Below, we provide simple examples to show how to use TimeChat-Captioner-GRPO-7B with 🤗 Transformers.

Installation

conda create -n timechatcap python=3.12
conda activate timechatcap
pip install torch torchvision
pip install transformers==4.57.1
pip install accelerate
pip install flash-attn --no-build-isolation
# It's highly recommended to use `[decord]` feature for faster video loading.
pip install qwen-omni-utils[decord] -U

Usage

Note: To annotate high-quality timestamps and captions, limit video input to around 1 minute. Please segment longer videos into around 60-second clips before processing.

import torch
from transformers import Qwen2_5OmniForConditionalGeneration, Qwen2_5OmniProcessor
from qwen_omni_utils import process_mm_info

# 1. Configuration
MODEL_ID = "yaolily/TimeChat-Captioner-GRPO-7B"
VIDEO_PATH = "example_video.mp4"  # <--- Replace with your video path

MAX_PIXELS = 297920
VIDEO_MAX_PIXELS = 297920


print(f"🚀 Processing video: {VIDEO_PATH}")

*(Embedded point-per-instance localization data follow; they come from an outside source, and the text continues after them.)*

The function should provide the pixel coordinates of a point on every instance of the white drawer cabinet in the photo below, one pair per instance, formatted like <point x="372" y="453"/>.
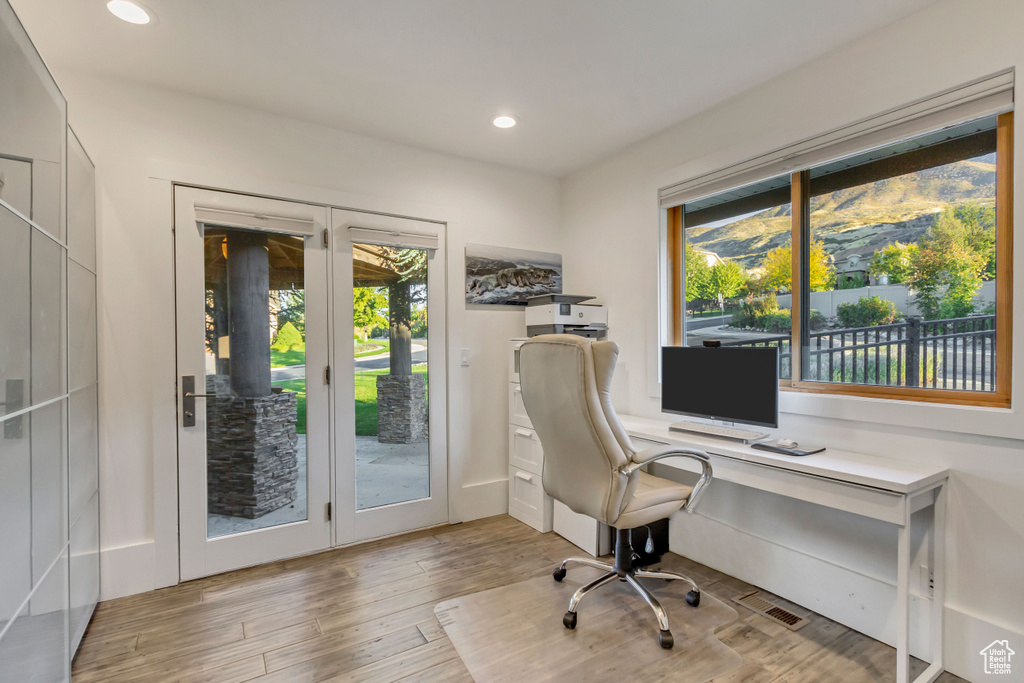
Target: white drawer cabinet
<point x="517" y="410"/>
<point x="585" y="532"/>
<point x="525" y="451"/>
<point x="527" y="502"/>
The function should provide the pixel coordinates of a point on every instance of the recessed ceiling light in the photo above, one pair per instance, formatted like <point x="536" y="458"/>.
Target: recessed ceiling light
<point x="129" y="11"/>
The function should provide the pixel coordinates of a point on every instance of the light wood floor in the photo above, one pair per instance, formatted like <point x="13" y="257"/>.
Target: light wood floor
<point x="366" y="613"/>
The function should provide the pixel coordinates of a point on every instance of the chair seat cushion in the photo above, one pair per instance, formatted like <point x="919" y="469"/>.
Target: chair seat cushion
<point x="654" y="499"/>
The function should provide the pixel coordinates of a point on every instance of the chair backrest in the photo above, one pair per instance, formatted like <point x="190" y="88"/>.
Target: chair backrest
<point x="565" y="382"/>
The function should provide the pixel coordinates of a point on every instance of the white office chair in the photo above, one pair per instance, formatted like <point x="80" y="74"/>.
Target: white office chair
<point x="590" y="463"/>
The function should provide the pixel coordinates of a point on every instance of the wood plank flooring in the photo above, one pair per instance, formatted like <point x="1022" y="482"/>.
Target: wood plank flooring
<point x="366" y="613"/>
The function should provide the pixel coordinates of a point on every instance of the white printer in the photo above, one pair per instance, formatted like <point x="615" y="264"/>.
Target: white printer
<point x="564" y="313"/>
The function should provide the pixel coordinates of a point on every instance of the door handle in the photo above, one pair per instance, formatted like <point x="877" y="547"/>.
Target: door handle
<point x="188" y="397"/>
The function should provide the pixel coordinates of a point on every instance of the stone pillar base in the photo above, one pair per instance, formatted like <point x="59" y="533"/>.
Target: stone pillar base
<point x="401" y="409"/>
<point x="252" y="454"/>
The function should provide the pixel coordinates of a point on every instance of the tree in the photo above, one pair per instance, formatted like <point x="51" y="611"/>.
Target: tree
<point x="894" y="260"/>
<point x="291" y="308"/>
<point x="726" y="279"/>
<point x="966" y="228"/>
<point x="953" y="259"/>
<point x="697" y="274"/>
<point x="777" y="266"/>
<point x="288" y="338"/>
<point x="369" y="307"/>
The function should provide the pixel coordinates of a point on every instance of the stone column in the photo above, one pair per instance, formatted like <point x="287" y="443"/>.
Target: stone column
<point x="249" y="293"/>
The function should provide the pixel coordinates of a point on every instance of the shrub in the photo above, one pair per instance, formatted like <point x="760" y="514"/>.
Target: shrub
<point x="753" y="309"/>
<point x="866" y="312"/>
<point x="854" y="282"/>
<point x="859" y="368"/>
<point x="288" y="338"/>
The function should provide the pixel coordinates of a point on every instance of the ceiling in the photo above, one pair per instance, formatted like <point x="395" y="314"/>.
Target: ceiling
<point x="585" y="78"/>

# 2. Load Model & Processor
print("⏳ Loading model...")
model = Qwen2_5OmniForConditionalGeneration.from_pretrained(
    MODEL_ID,
    torch_dtype=torch.bfloat16,
    device_map="cuda",
    attn_implementation="flash_attention_2"
)
processor = Qwen2_5OmniProcessor.from_pretrained(MODEL_ID)
model.disable_talker()

# 3. Construct Conversation
# The prompt encourages detailed, time-aware audio-visual description.
conversation = [
    {
        "role": "user",
        "content": [
            {
                "type": "text", 
                "text": "Thoroughly describe everything in the video, capturing every detail. Include as much information from the audio as possible, and ensure that the descriptions of both audio and video are well-coordinated."
            },
            {
                "type": "video", 
                "video": VIDEO_PATH, 
                "max_pixels": MAX_PIXELS, 
                "max_frames": 160, 
                "fps": 2.0,
                "video_max_pixels": VIDEO_MAX_PIXELS
            }
        ],
    },
]

# 4. Process Inputs
print("⚙️  Processing inputs...")
text = processor.apply_chat_template(conversation, add_generation_prompt=True, tokenize=False)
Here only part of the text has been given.